If you maintain a tool on this list — or want to make the case for adding one — you can run PipeBench yourself and submit a pull request with the generated results/ directory. We'll publish vendor-submitted numbers clearly labelled as such. The harness is fully reproducible (Docker, cases pinned in-repo), so submitted results are auditable against a re-run.
PipeBench/
cmd/harness/ CLI binary
internal/ Config, orchestration (Docker Compose), runner, results
containers/
generator/ Sends test load (TCP, file, or HTTP)
receiver/ Receives output, counts lines, validates correctness
collector/ Polls Docker stats API, writes metrics CSV
vmetric/ Dockerfile + pre-built binary for the VirtualMetric Director subject
cases/ 22 test cases, each with per-subject configs
web/ Static PipeBench UI (single HTML + per-(hardware, subject) JSON under web/results/)
PipeBench stands on the shoulders of two prior projects:
- Vector Test Harness — the original benchmarking framework that defined the test cases, the metrics schema, and the comparative results tables PipeBench inherits.
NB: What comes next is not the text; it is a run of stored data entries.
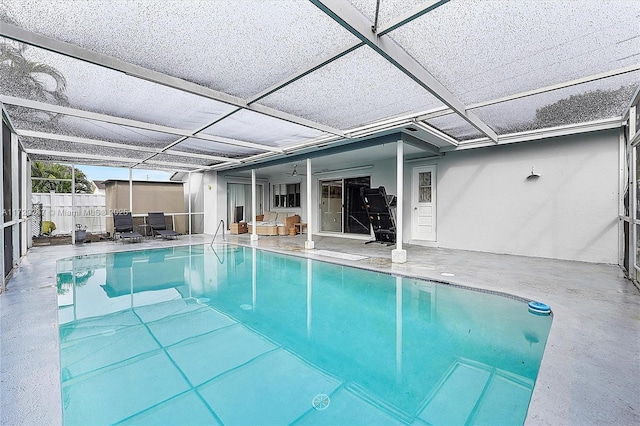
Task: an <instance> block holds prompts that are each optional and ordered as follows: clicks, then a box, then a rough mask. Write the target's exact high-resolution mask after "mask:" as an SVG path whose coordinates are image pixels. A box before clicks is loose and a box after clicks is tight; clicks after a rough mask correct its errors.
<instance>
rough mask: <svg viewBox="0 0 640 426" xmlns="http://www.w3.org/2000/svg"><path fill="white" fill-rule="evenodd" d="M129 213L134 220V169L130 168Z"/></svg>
mask: <svg viewBox="0 0 640 426" xmlns="http://www.w3.org/2000/svg"><path fill="white" fill-rule="evenodd" d="M129 213H131V218H132V219H133V169H132V168H131V167H129Z"/></svg>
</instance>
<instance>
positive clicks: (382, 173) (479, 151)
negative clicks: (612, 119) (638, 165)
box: [204, 130, 620, 264]
mask: <svg viewBox="0 0 640 426" xmlns="http://www.w3.org/2000/svg"><path fill="white" fill-rule="evenodd" d="M619 146H620V145H619V130H604V131H598V132H591V133H584V134H578V135H571V136H563V137H556V138H549V139H544V140H536V141H530V142H521V143H514V144H508V145H498V146H493V147H487V148H478V149H467V150H461V151H449V152H446V153H445V155H444V156H442V157H434V158H432V159H429V160H422V161H415V160H410V161H405V164H404V182H403V184H404V191H405V193H404V197H403V198H404V217H403V236H404V238H403V240H404V241H403V242H405V243H410V244H421V245H428V246H434V247H444V248H455V249H462V250H475V251H482V252H490V253H503V254H515V255H522V256H533V257H543V258H555V259H566V260H578V261H586V262H597V263H610V264H617V263H618V250H619V249H618V246H619V242H618V239H619V238H618V237H619V234H618V232H619V231H618V205H619V164H618V163H619V152H618V151H619ZM360 158H362V159H363V160H362V161H361V162H359V163H353V162H351V163H349V164H345V167H359V166H360V167H361V166H364V165H371V166H372V167H370V168H367V169H366V170H359V171H354V172H353V173H350V172H342V173H338V174H335V175H333V174H329V175H323V176H322V177H321V178H320V177H319V176H313V180H312V200H314V201H313V205H312V206H311V207H312V208H311V209H309V208H308V207H309V206H307V205H306V190H307V188H306V178H303V179H302V185H301V190H302V207H301V209H300V212H297V213H299V214H300V215H301V219H302V221H303V222H308V215H309V214H311V215H312V217H313V224H312V227H311V232H313V233H317V232H318V231H319V221H318V211H319V208H318V205H319V196H320V195H319V192H318V182H319V180H320V179H331V178H340V177H343V178H344V177H352V175H353V176H355V175H358V176H365V175H369V176H371V186H372V187H378V186H384V187H385V189H386V192H387V194H390V195H398V194H397V193H396V188H397V182H396V165H397V164H396V159H395V158H389V159H387V160H384V161H374V162H371V161H370V160H366V158H367V155H366V152H362V155H360ZM312 164H313V160H312ZM429 165H435V166H436V168H437V171H436V179H437V181H436V182H437V183H436V185H437V187H436V188H437V204H436V211H437V238H436V241H434V242H431V241H429V242H426V241H416V240H414V239H413V236H412V229H411V215H412V211H413V206H412V205H411V203H412V200H411V189H412V182H411V176H412V171H413V168H415V167H422V166H429ZM341 166H342V165H341ZM336 167H338V165H336ZM532 168H534V169H535V172H536V173H539V174H540V175H541V176H540V178H538V179H527V176H529V174H530V173H531V170H532ZM263 177H264V176H263ZM266 178H267V179H269V185H272V184H274V183H281V182H282V181H283V179H282V176H281V175H280V174H279V175H274V176H269V177H266ZM261 180H263V179H261ZM207 182H211V185H212V188H213V190H208V189H207ZM269 185H266V186H265V187H266V188H268V187H269ZM204 186H205V190H204V192H205V205H204V208H205V218H206V220H205V232H206V233H211V234H212V233H214V232H215V229H216V226H217V224H218V222H219V221H220V219H225V218H226V191H227V178H224V177H222V176H221V175H216V173H215V172H209V173H207V174H206V175H205V178H204ZM270 196H271V195H270V192H267V193H266V194H265V198H266V200H265V201H266V203H265V210H266V209H268V208H269V206H270V202H271V201H270V199H269V197H270ZM209 212H215V222H214V223H212V221H211V219H210V218H212V217H213V216H211V215H210V213H209ZM361 237H362V236H360V238H361Z"/></svg>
The upstream project is archived, and its AWS + Terraform + Ansible + Packer + Debian Buster (EOL) toolchain is no longer practical to stand up. PipeBench keeps the test matrix and methodology intact while replacing the entire deployment story with Docker Compose: clone,
make build build-containers, run. - ClickBench — the inspiration for the comparative results UI in web/. We simplified the layout around standard hardware tiers (one tab per EC2 instance class) and the smaller subject set, but the side-by-side ranking-card style is theirs.